9.3 Connecting probabilities to linear regression

Now that we have made that small excursion into probablity, let’s start to return back to the linear regression problem. Another way to phrase this the linear regression problem studied in the last section is to examine the probability distribution of the model-data residual \(\epsilon\):

\[\begin{equation} \epsilon_{i} = y_{i} - f(x_{i},\vec{\alpha} ). \end{equation}\]

The approach with likelihood functions assumes a particular probability distribution on each residual. One common assumption is that the residual distribution is normal with mean \(\mu=0\) and standard deviation \(\sigma\) (which could be specified as measurement error, etc).

\[\begin{equation} L(\epsilon_{i}) = \frac{1}{\sqrt{2 \pi} \sigma} e^{-\epsilon_{i}^{2} / 2 \sigma^{2} }, \end{equation}\]

To extend this further across all measurement, we use the idea of independent, identically distributed measurements so the joint likelihood of all the residuals is the product of the likelihoods. The assumption of independent, identically distributed is is a common one. As a note of caution you should always evaluate if this is a valid assumption for more advanced applications.

\[\begin{equation} L(\vec{\epsilon}) = \prod_{i=1}^{N} \frac{1}{\sqrt{2 \pi} \sigma} e^{-\epsilon_{i}^{2} / 2 \sigma^{2} }, \end{equation}\]

We are making progress here, but in order to fully characterize the solution we need to specify the parameters \(\vec{\alpha}\). A simple redefining of the likelihood function where we specify the measurements (\(x\) and \(y\)) and parameters (\(\vec{\alpha}\)) is all we need:

\[\begin{equation} L(\vec{\alpha} | \vec{x},\vec{y} )= \prod_{i=1}^{N} \frac{1}{\sqrt{2 \pi} \sigma} \exp(-(y_{i} - f(x_{i},\vec{\alpha} ))^{2} / 2 \sigma^{2} ) \end{equation}\]

Now we have a function where the best parameter estimate is the one that optimizes the likelihood.

To return to our original linear regression problem (Figure 9.1, as a reminder we wanted to fit the function \(y=bx\) to the following set of points:

x	y
1	3
2	5
4	4
4	10

The likelihood \(L(\epsilon_{i}) ~ N(0,\sigma)\) characterizing these data are the following:

\[\begin{equation} L(b) = \left( \frac{1}{\sqrt{2 \pi} \sigma}\right)^{4} e^{-\frac{(3-b)^{2}}{2\sigma}} \cdot e^{-\frac{(5-2b)^{2}}{2\sigma}} \cdot e^{-\frac{(4-4b)^{2}}{2\sigma}} \cdot e^{-\frac{(10-4b)^{2}}{2\sigma}} \tag{9.1} \end{equation}\]

For the purposes of our argument here, we will assume \(\sigma=1\).
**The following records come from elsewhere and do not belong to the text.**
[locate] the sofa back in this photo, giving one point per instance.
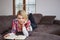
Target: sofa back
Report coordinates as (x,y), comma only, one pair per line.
(5,23)
(37,17)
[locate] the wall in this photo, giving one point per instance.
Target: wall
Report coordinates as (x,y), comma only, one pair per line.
(48,7)
(6,7)
(45,7)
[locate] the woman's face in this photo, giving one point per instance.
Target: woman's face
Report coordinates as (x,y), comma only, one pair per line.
(20,18)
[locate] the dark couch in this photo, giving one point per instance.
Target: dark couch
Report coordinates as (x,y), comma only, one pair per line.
(44,31)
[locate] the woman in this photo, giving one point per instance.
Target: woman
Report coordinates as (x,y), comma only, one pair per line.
(21,25)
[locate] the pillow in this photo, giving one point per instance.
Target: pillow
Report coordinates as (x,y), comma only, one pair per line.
(47,19)
(33,24)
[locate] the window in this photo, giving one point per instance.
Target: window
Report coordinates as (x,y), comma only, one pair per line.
(27,5)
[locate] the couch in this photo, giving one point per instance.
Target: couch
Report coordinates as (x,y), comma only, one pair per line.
(47,29)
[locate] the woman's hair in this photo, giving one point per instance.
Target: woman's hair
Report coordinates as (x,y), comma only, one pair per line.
(23,13)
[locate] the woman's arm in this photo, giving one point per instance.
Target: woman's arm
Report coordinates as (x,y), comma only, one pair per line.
(13,27)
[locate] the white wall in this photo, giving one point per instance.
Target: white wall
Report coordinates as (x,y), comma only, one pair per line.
(6,7)
(45,7)
(48,7)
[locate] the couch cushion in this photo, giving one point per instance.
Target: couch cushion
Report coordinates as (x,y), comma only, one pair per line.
(47,19)
(5,23)
(37,18)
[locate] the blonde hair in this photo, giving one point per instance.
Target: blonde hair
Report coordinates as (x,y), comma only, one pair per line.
(23,13)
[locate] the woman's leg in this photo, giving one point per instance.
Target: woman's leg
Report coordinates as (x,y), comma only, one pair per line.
(25,32)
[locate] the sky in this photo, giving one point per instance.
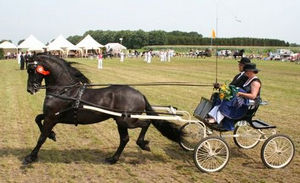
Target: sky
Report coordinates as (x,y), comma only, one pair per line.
(47,19)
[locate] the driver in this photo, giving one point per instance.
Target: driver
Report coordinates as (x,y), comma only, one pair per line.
(240,78)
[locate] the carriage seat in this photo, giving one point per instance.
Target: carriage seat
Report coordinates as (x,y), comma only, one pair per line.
(257,123)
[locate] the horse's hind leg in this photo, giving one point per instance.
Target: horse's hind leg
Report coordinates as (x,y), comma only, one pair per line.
(144,144)
(45,133)
(38,120)
(124,138)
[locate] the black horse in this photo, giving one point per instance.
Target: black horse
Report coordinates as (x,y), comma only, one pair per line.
(238,53)
(66,92)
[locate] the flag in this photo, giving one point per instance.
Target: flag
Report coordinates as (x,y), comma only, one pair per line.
(213,34)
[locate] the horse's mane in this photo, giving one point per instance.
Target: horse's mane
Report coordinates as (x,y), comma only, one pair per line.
(74,72)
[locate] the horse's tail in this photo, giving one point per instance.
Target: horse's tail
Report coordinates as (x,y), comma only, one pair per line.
(166,128)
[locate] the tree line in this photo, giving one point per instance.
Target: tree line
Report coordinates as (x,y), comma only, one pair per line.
(139,38)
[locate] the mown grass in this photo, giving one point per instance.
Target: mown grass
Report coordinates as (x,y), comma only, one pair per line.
(79,153)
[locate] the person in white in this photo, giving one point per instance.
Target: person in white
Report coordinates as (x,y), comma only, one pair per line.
(146,56)
(161,55)
(19,57)
(149,57)
(169,55)
(121,56)
(100,58)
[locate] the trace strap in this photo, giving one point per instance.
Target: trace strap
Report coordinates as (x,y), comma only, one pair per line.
(77,102)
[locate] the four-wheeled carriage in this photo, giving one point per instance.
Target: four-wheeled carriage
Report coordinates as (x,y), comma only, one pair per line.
(212,153)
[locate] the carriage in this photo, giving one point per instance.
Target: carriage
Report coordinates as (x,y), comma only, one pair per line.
(69,100)
(211,153)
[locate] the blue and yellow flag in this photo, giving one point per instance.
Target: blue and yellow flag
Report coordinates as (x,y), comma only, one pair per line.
(213,34)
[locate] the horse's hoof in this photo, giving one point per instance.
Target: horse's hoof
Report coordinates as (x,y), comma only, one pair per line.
(144,145)
(29,159)
(52,136)
(111,160)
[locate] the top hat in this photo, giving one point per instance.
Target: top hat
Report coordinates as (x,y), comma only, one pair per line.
(244,60)
(251,67)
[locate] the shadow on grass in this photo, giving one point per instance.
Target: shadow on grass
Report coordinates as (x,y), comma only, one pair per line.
(94,156)
(248,161)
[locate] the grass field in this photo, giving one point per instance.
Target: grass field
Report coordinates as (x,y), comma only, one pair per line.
(79,153)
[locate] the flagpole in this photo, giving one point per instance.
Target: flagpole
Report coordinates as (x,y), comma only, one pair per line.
(216,43)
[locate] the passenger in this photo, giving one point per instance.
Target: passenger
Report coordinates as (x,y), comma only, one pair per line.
(237,107)
(240,78)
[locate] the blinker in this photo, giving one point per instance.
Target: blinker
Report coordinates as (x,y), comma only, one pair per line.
(40,69)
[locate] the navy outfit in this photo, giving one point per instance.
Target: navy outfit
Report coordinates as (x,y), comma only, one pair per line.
(237,107)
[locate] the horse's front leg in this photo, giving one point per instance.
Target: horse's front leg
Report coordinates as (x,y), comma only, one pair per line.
(47,128)
(38,120)
(124,138)
(144,144)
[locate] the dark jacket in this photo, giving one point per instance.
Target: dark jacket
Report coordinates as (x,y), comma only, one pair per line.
(239,80)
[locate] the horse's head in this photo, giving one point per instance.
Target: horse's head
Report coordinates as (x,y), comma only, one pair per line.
(36,73)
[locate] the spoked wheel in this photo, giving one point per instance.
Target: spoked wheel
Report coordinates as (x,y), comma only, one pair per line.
(277,151)
(211,154)
(246,137)
(191,134)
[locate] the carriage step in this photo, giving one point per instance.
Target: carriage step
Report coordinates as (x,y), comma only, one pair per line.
(259,124)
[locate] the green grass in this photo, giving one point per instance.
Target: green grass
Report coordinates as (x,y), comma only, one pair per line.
(79,153)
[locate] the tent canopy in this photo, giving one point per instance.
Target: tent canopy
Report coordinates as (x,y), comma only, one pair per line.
(7,45)
(32,44)
(89,43)
(115,46)
(60,42)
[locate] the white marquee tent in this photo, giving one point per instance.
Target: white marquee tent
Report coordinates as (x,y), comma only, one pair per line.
(89,43)
(32,44)
(8,47)
(62,44)
(116,47)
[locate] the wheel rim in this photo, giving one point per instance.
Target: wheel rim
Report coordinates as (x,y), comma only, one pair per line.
(278,152)
(193,134)
(248,137)
(212,155)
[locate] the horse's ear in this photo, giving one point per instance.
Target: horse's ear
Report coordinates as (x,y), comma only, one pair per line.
(40,69)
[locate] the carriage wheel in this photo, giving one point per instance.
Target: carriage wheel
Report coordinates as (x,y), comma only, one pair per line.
(247,137)
(191,134)
(211,154)
(277,151)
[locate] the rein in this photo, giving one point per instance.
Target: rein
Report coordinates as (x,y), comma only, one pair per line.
(135,84)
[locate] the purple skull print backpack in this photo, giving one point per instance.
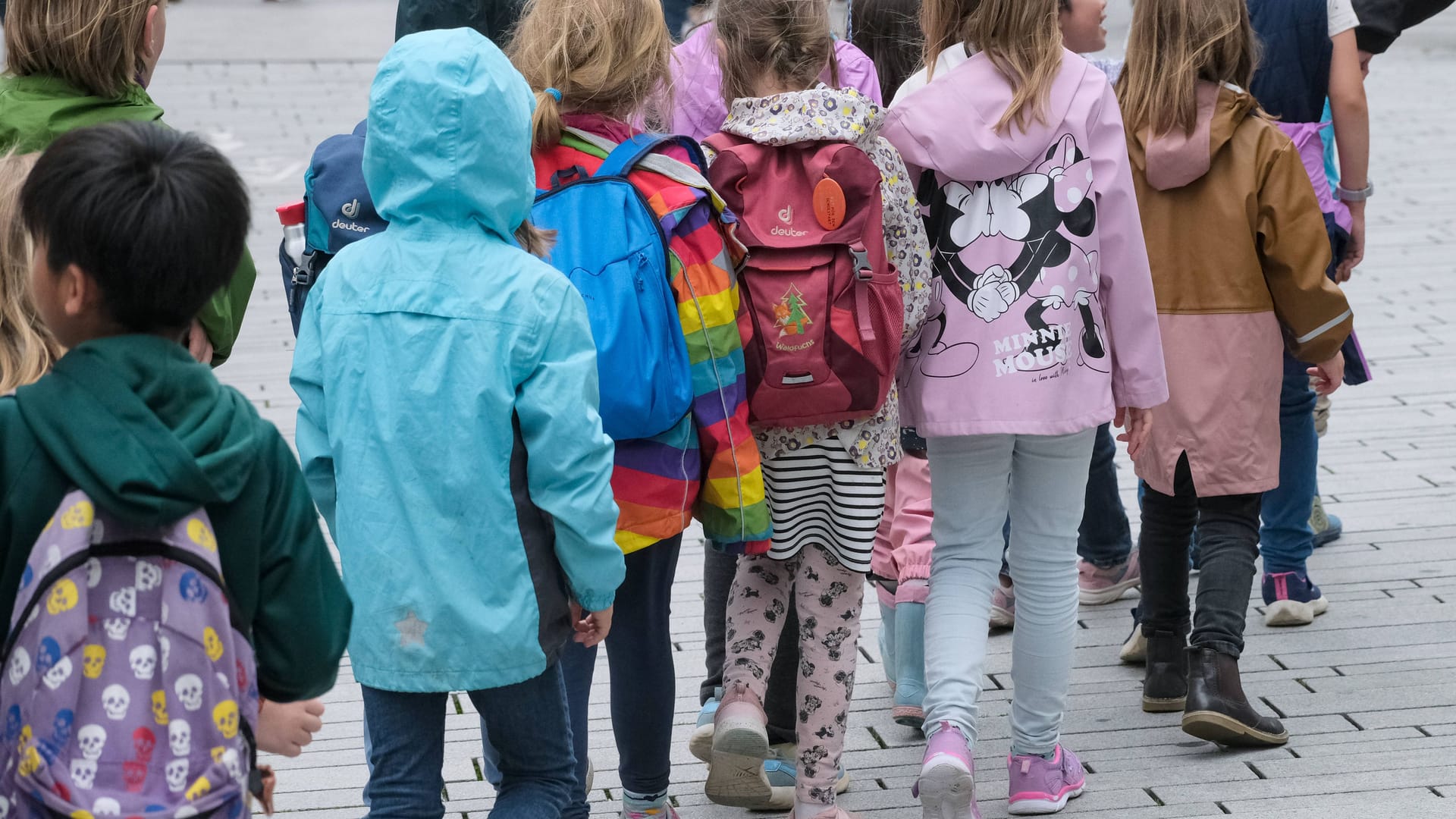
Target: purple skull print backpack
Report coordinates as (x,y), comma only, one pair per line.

Figure 9.9 shows a plot of the likelihood function \(L(b)\).

Figure 9.9: The likelihood function for the small dataset

Note that in Figure 9.9 the \(y\) values of \(L(b)\) are really small (this may be the case), the likelihood function is maximized at \(b=1.86\). An alternative to the small numbers in \(L(b)\) is to use the log likelihood (Equation (9.2)):

\[\begin{equation} \begin{split} \ln(L(\vec{\alpha} | \vec{x},\vec{y} )) &= N \ln \left( \frac{1}{\sqrt{2 \pi} \sigma} \right) - \sum_{i=1}^{N} \frac{ (y_{i} - f(x_{i},\vec{\alpha} )^{2}}{ 2 \sigma^{2}} \\ & = - \frac{N}{2} \ln (2) - \frac{N}{2} \ln(\pi) - N \ln( \sigma) - \sum_{i=1}^{N} \frac{ (y_{i} - f(x_{i},\vec{\alpha} )^{2}}{ 2 \sigma^{2}} \end{split} \tag{9.2} \end{equation}\]

In the homework you will be working on how to transform the likelihood function \(L(b)\) to the log-likelihood \(\ln(L(b))\).